Likewise, she thought. With a deep breath, she reined in the last bit of her unleashed hostility as she straightened her shoulders and pushed forward, determined not to let the man she’d once loved more than life itself know how badly old wounds had just broken open.

• • •

So how long are you in for?” Tyler asked, following Sera into the house and to the kitchen where she stopped for a bottle of water.

She unscrewed the cap, giving him only a quick glimpse of her dark eyes before she tilted it up. He scanned downward, taking in her long hair lying flat against her back before his eyes settled in the heavenly curve just above her hips. Her waist was thinner than he remembered and she looked tired, but other than that, she looked good. Damn good, actually. Clamping down his jaw, he swallowed a gulp of relief, thinking back to the frantic call he’d received from his mom saying Sera had been involved in an accident while deployed. The vehicle she’d been driving was hit by an IED. For days he’d been beside himself, though his mom assured him that no one was terribly injured and that Sera was okay.

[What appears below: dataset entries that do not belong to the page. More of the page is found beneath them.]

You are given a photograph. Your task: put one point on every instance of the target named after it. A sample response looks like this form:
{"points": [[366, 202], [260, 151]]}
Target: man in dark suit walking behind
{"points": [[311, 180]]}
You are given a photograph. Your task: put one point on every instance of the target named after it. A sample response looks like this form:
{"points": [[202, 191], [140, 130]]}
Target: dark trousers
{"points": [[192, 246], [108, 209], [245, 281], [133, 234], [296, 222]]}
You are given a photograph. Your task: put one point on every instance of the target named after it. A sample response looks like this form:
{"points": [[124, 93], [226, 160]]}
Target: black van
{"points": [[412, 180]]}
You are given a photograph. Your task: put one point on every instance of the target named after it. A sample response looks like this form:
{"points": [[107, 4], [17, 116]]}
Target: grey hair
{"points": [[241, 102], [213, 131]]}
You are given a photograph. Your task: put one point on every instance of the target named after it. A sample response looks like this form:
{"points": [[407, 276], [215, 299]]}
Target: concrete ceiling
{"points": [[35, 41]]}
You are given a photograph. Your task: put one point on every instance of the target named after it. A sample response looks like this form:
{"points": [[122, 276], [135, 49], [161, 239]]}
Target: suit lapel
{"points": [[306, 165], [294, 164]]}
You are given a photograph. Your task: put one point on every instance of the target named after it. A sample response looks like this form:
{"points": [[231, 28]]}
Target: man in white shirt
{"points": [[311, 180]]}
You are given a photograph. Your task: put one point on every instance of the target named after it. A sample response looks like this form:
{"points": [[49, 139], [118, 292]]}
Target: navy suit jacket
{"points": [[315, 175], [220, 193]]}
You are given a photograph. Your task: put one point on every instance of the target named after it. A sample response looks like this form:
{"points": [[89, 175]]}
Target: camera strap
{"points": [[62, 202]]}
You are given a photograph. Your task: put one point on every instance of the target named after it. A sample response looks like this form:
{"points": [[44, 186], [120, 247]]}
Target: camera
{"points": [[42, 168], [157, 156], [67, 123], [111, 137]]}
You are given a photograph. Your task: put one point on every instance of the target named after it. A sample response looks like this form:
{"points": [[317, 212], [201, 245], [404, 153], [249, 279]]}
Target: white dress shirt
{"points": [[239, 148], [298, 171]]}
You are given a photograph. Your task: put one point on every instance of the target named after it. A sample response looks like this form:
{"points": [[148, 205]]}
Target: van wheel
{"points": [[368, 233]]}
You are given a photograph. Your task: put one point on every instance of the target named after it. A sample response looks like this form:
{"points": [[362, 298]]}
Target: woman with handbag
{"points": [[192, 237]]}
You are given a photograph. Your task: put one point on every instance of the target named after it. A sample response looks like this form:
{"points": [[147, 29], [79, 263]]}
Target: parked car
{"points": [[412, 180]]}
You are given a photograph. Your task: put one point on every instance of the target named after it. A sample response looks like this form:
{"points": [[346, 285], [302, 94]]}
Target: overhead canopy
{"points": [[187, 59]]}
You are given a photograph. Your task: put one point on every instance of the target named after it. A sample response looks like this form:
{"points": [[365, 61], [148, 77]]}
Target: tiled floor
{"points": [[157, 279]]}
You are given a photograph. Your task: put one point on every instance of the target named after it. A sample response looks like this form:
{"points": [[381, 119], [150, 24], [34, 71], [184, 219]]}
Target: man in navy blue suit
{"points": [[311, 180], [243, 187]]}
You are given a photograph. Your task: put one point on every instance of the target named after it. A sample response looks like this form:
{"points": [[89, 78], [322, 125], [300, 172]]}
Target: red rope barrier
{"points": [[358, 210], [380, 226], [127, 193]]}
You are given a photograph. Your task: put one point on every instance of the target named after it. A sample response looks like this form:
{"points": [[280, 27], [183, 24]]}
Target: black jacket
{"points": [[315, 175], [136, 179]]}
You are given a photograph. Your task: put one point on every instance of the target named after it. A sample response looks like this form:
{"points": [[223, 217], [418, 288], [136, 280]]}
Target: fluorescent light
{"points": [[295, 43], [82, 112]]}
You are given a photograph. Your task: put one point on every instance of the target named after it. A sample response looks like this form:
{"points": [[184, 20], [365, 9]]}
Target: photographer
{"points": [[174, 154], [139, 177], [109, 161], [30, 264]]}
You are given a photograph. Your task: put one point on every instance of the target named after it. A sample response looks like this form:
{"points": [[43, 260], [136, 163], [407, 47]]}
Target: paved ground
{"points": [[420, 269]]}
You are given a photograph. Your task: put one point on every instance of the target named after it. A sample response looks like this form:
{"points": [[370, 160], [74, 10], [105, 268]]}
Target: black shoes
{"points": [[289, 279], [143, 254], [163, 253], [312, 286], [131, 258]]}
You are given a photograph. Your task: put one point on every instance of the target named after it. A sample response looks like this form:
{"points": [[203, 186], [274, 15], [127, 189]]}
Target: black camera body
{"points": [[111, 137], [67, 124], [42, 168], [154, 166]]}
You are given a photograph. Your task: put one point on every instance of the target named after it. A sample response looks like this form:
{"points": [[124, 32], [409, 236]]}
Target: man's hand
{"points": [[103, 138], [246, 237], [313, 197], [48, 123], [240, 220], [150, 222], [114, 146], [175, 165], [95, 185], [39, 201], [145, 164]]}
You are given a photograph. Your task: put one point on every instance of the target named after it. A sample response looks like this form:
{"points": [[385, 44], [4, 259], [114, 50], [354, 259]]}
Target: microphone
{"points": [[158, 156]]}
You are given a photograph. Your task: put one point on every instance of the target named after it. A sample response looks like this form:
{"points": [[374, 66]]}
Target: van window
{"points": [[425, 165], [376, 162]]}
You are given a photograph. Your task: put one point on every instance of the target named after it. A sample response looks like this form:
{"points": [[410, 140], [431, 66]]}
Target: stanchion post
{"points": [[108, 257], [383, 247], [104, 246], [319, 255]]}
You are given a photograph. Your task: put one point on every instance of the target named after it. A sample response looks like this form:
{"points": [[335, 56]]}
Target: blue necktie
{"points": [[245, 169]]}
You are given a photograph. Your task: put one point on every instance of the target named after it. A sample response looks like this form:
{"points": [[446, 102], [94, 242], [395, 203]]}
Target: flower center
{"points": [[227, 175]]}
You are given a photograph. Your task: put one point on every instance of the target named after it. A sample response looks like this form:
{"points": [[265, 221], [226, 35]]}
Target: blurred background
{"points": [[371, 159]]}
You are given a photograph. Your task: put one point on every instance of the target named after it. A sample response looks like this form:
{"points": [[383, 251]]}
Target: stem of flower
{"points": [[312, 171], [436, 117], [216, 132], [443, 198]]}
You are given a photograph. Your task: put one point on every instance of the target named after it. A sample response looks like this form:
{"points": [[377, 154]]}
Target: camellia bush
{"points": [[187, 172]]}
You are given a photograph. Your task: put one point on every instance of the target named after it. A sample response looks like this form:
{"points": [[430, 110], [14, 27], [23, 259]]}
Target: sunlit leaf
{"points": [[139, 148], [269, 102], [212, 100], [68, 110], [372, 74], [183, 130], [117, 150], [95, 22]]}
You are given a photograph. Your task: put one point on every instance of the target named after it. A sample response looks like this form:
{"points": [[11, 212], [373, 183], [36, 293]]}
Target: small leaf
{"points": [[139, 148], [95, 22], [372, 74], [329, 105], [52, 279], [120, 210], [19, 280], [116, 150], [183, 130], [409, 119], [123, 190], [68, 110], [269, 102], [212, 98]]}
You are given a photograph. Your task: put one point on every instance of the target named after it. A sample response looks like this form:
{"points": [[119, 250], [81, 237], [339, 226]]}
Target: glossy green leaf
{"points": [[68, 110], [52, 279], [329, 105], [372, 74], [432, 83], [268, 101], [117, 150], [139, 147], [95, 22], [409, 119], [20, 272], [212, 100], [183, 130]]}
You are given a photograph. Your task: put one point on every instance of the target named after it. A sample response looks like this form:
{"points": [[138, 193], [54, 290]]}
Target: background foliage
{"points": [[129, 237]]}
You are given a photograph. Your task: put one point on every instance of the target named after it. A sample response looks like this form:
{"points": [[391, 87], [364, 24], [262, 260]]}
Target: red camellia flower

Seeing her finally released some of the unease he still carried around, but the awful memory caused a rush of guilt, igniting an urge to get back in his truck and get the hell out of there. He’d imagined this day would come, most days even hoped for it. With his mom and Roy now married, he knew he and Sera couldn’t ignore each other for the rest of their lives, but in no way was he prepared for it today. The five-hour drive from Nashville had zapped all his energy, and what he’d thought would be a nice and relaxing visit home was now sure to be anything but.

“I’m here to stay for a while,” Sera answered, tipping the bottle up to her mouth again.

So she was out of the army? He wasn’t sure how he felt about that—relief in knowing she was safe, disappointed that she hadn’t carried on with the only thing she’d ever talked about doing, or angry for more reasons than he could begin to list at the moment.

At the age of sixteen and on the verge of juvenile delinquency, Sera Cavins had come into his life after being sent to live with her uncle. Roy’s sole priority had been for his niece to graduate, and although Sera quickly settled in and flourished in their minutely populated town of Cobb City, Kentucky, college was never something she’d given much thought to. Instead she’d enlisted in the army a week after graduation and shipped off for basic training two months later. “So I guess you had enough of military life?”

“Yep,” she answered, swinging around on her heels toward the hallway.

“When did you get out?” he asked, following her to the doorway of her room. She paused long enough to give him a short glimpse of the chestnut color in her eyes, eyes laced with all the hurt and anger of the past few years. He winced at the thought before hearing her say that she’d been back in town for a week. Then, without giving him a chance to say anything further, she quickly closed the door.